Honda Motor Company has sold more than 60,000 hybrid vehicles that qualify for the federal tax credit, so the tax credits for the automaker's hybrid vehicles will be cut in half as of January 1st, 2008. The U.S. Internal Revenue Service (IRS) announced last week that as of the second quarter of this year (that is, the end of June), Honda had sold 58,872 hybrid vehicles that have qualified for the federal tax credit. But Honda sold another 2,753 hybrids in July, pushing its total to 61,625. According to rules established by the Energy Policy Act of 2005, the federal tax credit maintains its full value through the end of the first quarter following the quarter in which the automaker sells its 60,000th qualified vehicle. That means that Honda has the remainder of this quarter and next quarter left, and on January 1st the tax credits will be reduced by half. For the second half of 2008, the tax credits will be cut in half again, and they'll be eliminated in 2009. Buyers can currently earn federal tax credits of up to $2,100 by buying a Honda Civic Hybrid, although those credits may be limited by the alternative minimum tax. See the press releases from the IRS and Honda.

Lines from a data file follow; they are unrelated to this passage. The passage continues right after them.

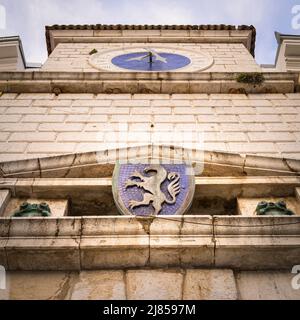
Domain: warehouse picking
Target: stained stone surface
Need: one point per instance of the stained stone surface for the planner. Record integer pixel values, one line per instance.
(209, 285)
(269, 285)
(37, 285)
(99, 285)
(154, 284)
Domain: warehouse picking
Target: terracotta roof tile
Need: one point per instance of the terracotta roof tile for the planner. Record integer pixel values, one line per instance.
(150, 27)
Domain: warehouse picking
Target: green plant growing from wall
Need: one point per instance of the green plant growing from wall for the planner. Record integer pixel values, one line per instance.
(251, 78)
(93, 52)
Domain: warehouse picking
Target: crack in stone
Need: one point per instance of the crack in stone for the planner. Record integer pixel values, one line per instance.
(214, 219)
(285, 161)
(63, 288)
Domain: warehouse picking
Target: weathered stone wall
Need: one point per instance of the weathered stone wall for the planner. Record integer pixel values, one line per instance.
(194, 284)
(39, 125)
(228, 57)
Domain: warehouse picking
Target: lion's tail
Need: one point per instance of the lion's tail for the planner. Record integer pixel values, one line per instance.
(173, 187)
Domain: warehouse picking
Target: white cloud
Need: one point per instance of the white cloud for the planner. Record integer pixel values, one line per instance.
(28, 18)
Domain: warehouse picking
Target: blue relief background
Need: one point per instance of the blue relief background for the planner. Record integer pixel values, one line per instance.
(174, 61)
(135, 193)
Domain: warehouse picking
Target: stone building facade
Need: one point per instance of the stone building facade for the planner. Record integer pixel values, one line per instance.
(59, 145)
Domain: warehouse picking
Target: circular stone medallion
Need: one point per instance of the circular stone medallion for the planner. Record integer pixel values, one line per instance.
(152, 189)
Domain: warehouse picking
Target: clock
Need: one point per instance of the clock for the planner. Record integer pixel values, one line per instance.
(151, 59)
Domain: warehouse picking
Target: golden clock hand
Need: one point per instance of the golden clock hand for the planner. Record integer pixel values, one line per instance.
(138, 58)
(157, 56)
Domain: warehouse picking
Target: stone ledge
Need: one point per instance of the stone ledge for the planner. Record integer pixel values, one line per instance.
(177, 241)
(132, 82)
(101, 163)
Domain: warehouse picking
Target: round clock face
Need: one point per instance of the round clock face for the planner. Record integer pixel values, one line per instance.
(150, 59)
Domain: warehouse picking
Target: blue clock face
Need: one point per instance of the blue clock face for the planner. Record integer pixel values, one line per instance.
(150, 60)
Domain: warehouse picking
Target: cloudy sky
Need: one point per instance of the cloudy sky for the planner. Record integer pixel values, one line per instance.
(28, 18)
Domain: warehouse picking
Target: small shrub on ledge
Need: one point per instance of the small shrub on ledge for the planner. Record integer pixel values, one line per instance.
(251, 78)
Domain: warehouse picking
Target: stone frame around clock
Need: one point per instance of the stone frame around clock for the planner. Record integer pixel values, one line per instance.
(106, 56)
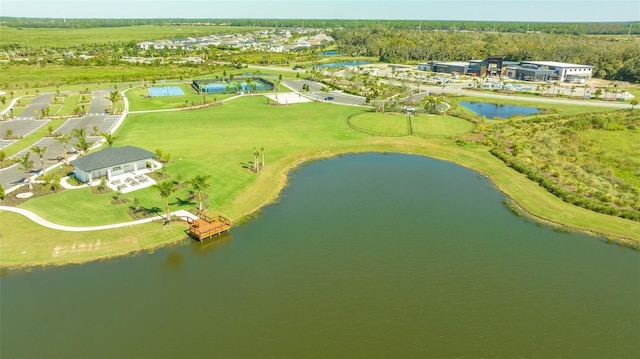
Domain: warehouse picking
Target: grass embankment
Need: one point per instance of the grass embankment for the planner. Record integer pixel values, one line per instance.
(392, 124)
(219, 141)
(70, 37)
(24, 243)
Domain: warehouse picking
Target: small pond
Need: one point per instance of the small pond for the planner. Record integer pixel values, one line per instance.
(492, 110)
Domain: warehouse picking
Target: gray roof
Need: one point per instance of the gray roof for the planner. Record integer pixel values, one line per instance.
(112, 156)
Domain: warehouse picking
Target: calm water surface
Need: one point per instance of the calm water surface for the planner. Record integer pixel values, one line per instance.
(365, 256)
(492, 110)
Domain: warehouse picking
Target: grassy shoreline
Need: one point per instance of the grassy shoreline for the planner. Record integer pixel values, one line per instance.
(122, 242)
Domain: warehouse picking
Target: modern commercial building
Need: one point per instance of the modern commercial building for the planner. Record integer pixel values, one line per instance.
(563, 71)
(525, 70)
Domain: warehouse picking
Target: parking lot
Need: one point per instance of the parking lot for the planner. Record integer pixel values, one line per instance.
(316, 94)
(95, 121)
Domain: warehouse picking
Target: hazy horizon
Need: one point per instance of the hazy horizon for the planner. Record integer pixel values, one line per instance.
(427, 10)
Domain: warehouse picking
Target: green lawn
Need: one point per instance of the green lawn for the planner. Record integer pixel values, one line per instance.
(70, 37)
(382, 124)
(216, 141)
(440, 126)
(219, 141)
(139, 100)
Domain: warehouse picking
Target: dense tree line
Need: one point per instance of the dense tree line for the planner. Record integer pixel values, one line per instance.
(600, 28)
(614, 58)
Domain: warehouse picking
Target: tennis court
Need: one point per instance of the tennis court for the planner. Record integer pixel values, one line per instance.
(165, 91)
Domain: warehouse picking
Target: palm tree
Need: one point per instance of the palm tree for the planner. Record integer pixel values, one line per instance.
(26, 165)
(199, 184)
(82, 146)
(256, 168)
(64, 139)
(40, 152)
(165, 190)
(109, 137)
(114, 97)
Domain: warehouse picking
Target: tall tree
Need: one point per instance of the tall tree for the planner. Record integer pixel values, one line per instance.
(26, 165)
(40, 152)
(109, 137)
(82, 145)
(199, 184)
(64, 139)
(114, 97)
(256, 167)
(165, 190)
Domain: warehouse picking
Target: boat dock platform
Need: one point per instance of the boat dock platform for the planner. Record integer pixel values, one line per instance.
(205, 227)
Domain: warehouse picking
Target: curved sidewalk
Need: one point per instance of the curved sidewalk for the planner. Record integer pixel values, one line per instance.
(43, 222)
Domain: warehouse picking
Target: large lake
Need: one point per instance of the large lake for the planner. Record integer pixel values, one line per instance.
(365, 256)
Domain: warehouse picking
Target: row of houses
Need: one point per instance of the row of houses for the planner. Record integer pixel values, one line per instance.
(264, 40)
(523, 70)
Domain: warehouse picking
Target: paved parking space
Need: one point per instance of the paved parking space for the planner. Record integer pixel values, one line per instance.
(316, 94)
(20, 127)
(37, 104)
(5, 143)
(102, 122)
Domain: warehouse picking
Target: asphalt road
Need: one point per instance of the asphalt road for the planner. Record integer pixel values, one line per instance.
(315, 93)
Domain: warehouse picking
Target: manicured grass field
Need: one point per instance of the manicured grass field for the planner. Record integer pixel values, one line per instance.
(139, 100)
(68, 37)
(219, 141)
(26, 243)
(393, 125)
(382, 124)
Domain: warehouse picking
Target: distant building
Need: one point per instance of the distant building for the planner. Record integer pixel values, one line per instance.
(564, 71)
(525, 70)
(110, 162)
(450, 67)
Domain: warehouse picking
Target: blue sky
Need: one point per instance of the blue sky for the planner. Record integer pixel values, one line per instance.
(491, 10)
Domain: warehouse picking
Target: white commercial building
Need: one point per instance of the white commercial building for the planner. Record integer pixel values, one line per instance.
(564, 71)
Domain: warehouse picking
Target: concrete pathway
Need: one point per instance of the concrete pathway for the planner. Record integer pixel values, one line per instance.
(43, 222)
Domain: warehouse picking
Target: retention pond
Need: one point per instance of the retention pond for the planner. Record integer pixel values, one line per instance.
(365, 256)
(492, 110)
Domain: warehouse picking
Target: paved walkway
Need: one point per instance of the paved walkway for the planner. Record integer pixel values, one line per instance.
(43, 222)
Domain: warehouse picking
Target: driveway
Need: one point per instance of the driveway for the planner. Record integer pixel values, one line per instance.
(315, 93)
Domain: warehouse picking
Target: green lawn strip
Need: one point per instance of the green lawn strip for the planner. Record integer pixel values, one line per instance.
(25, 243)
(139, 100)
(383, 124)
(440, 126)
(219, 141)
(32, 138)
(620, 149)
(72, 37)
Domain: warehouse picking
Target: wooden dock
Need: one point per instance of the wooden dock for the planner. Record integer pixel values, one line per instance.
(205, 227)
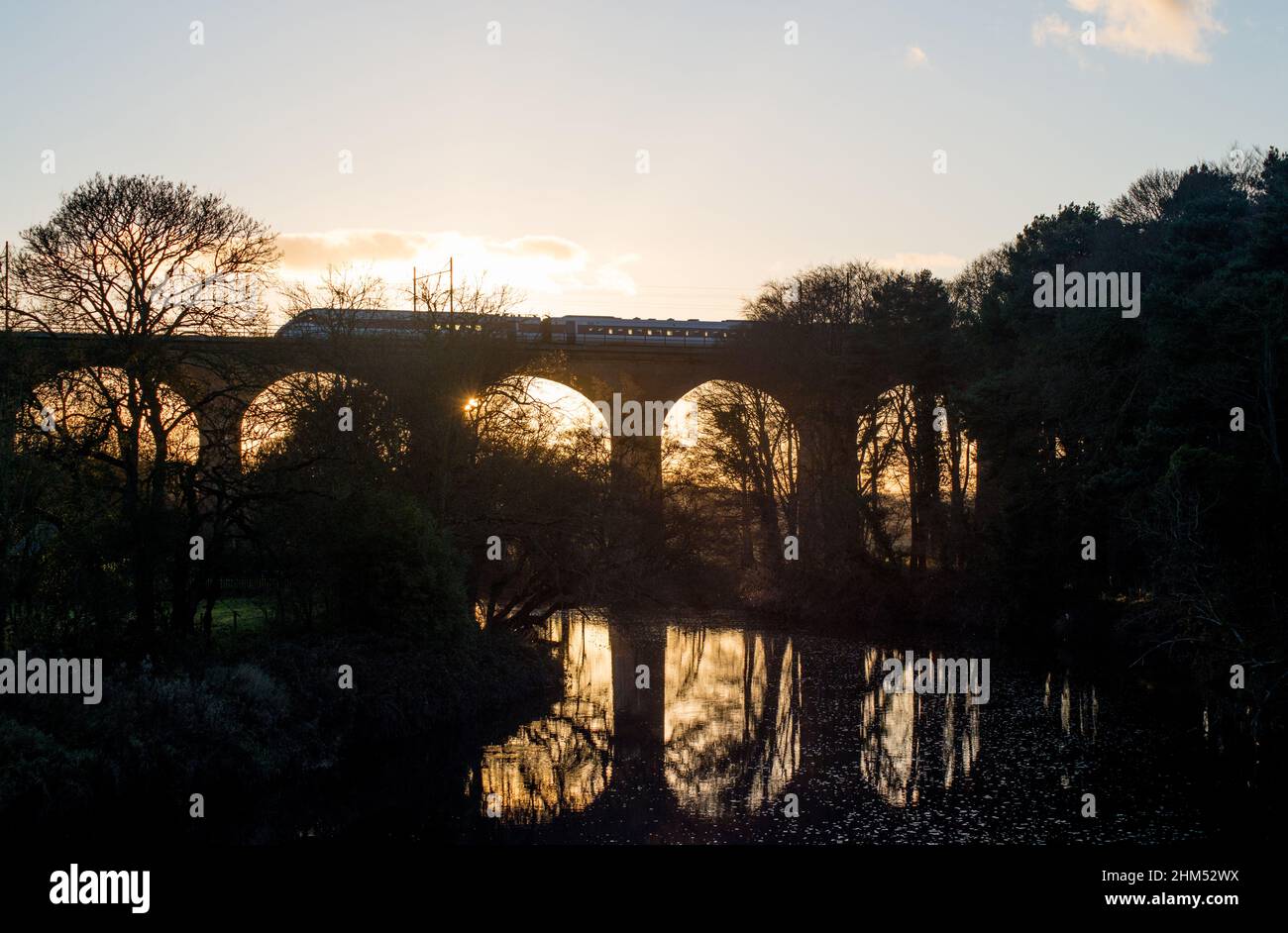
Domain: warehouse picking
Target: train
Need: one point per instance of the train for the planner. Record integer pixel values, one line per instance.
(568, 328)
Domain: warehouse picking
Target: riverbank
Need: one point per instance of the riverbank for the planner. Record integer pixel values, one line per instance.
(239, 729)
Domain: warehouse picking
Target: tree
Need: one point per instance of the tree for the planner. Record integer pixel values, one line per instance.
(140, 259)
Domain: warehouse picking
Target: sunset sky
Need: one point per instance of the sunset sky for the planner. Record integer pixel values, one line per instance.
(520, 157)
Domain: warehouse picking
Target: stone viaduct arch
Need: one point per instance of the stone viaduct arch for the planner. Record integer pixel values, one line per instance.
(219, 377)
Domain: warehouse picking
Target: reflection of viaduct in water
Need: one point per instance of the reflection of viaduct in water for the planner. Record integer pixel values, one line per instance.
(222, 376)
(719, 732)
(715, 732)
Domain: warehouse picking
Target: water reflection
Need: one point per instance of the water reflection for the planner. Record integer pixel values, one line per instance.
(733, 719)
(900, 756)
(716, 731)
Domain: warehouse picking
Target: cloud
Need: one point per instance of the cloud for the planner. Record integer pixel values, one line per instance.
(1050, 27)
(1144, 29)
(541, 264)
(941, 264)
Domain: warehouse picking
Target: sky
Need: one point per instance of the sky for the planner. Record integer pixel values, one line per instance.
(632, 158)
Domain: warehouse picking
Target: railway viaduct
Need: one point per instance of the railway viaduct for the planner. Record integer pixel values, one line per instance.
(219, 377)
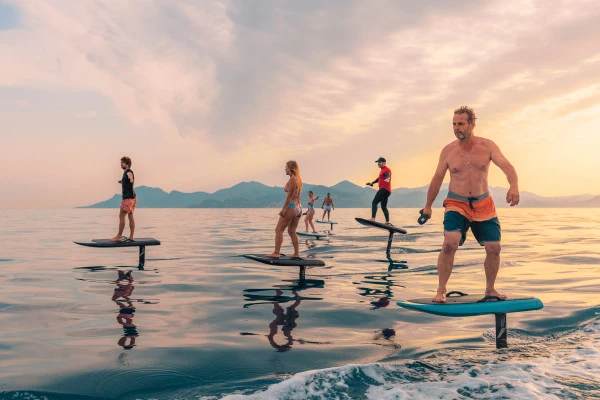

Honda has also earned IRS certification for its 2005 and 2006 Honda FCX fuel-cell vehicle. The IRS announced in late July that the Honda FCX could earn a federal tax credit of $12,000. The only problem is, you can't really buy a Honda FCX, and only a select few people and companies are being allowed to lease it, so it's hard to see how anyone can actually earn the credit. Meanwhile, the tax credit for Toyota and Lexus hybrids ends on October 1st, but other hybrid makers won't have to worry about phase-outs for some time. As of the end of the second quarter, Nissan's qualified hybrid sales are at just 5,222, General Motors Corporation (GM) is at 9,454, and Ford Motor Company is at 33,547. For comparison, Toyota Motor Sales sold 70,641 hybrids in the second quarter alone, and have sold a total of 344,083 qualified hybrids. See the IRS press releases on the Honda FCX and the quarterly sales for Toyota, Nissan, GM, and Ford.